Earl of Rothes v. Shepherd 1767 Landlord and tenant, Rent Alexander Shepherd, a tenant farmer, rented land in Begg from the Earl of Rothes. After failing to pay a year's rent, Shepherd sought a bill of suspension from the court to avoid getting evicted, claiming that the time and money that he had invested in enclosing the land with hedges and ditches, at the Earl's encouragement, had rendered it impossible to pay his rent. The Earl of Rothes argued that Shepherd was not the industrious farmer and improver that he claimed to be.

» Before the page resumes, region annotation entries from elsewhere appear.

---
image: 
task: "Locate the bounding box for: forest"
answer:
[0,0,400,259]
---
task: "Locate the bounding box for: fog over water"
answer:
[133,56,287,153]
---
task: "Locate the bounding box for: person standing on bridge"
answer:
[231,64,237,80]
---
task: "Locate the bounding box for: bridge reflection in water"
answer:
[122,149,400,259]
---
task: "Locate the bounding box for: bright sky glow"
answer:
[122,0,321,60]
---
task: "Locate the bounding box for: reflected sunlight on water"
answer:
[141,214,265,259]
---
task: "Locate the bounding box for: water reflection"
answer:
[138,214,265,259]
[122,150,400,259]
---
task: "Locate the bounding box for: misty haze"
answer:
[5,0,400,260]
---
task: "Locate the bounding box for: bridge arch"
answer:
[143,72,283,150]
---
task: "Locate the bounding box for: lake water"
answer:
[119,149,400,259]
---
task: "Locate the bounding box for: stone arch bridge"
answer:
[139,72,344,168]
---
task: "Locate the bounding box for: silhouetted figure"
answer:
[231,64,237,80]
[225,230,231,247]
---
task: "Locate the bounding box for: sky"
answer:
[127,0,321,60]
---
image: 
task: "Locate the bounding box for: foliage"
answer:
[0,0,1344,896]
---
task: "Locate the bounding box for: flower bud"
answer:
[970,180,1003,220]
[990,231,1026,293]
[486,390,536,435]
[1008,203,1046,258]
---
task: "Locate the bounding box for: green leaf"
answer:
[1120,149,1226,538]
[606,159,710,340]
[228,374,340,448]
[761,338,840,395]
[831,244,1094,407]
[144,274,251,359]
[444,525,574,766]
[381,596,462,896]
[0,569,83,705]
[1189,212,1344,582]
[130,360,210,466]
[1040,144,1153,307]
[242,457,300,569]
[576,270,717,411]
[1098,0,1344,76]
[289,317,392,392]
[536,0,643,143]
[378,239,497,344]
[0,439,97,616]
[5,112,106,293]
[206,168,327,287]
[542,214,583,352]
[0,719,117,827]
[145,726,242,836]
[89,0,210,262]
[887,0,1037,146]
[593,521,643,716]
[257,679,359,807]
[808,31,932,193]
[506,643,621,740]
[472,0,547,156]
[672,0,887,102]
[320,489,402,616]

Heron v. MacLellan 1775 Landlord and tenant Thomas MacLellan and Patrick Heron formed a co-partnership according to which MacLellan would make improvements on Heron's farms. In addition, MacLellan was put in possession of a small piece of property called Gelston Wood for his own use. The partnership dissolved in 1772, but MacLellan stayed on in Gelston Wood, where he had been residing and farming. In June 1772, the Old Ayr Bank failed, at great cost to Patrick Heron, a founding partner. Sir Robert Maxwell, a relative of Heron’s, was ruined by the bank failure. He seems to have laid claim to lands held by Heron that had formerly been possessed by the Maxwell family, including Gelston Wood. In 1773 Heron raised a summons against MacLellan, ordaining him to quit Gelston Wood, and accusing him of irritancy by not paying rent. In response, MacLellan pleaded compensation. In February of 1775 Lord Kennet assoilzied MacLellan, and Heron brought a separate process before the Stewart-substitute of Kirkcudbright, who decerned in the removing. MacLellan then presented a bill of suspension to Lord Kennet, who upheld the Stewart-substitute’s ruling, and a second bill presented to Lord Ankerville was refused. MacLellan petitioned the Court for review, but, according to handwritten marginalia, they adhered.

The first two documents in this record constitute the first case between the two litigants, which concluded in 1775. The second set of petitions is a sequel case, which began in 1776.
Patrick Heron v. Adam Menzies 1767 Landlord and tenant Pursuer Patrick Heron of Heron sought to have letters of horning directed against defender Adam Menzies of Troloss for unpaid rent.
Robertson v. Pettigrew 1773 Landlord and tenant Acting on behalf of Gavin Pettigrew, Thomas Barton obtained a lease from the city of Glasgow for a farm called the town-mill mailing. Glasgow later sued Pettigrew and Barton for rent and obtained a favorable decree from the court. The tenants sought a suspension of that decree, on three main grounds: (1) the houses on the farm were in bad repair, (1) the magistrates had failed to provide thorns for hedges, and (3) the farm’s arable ground, for which rent was due, had been improperly measured.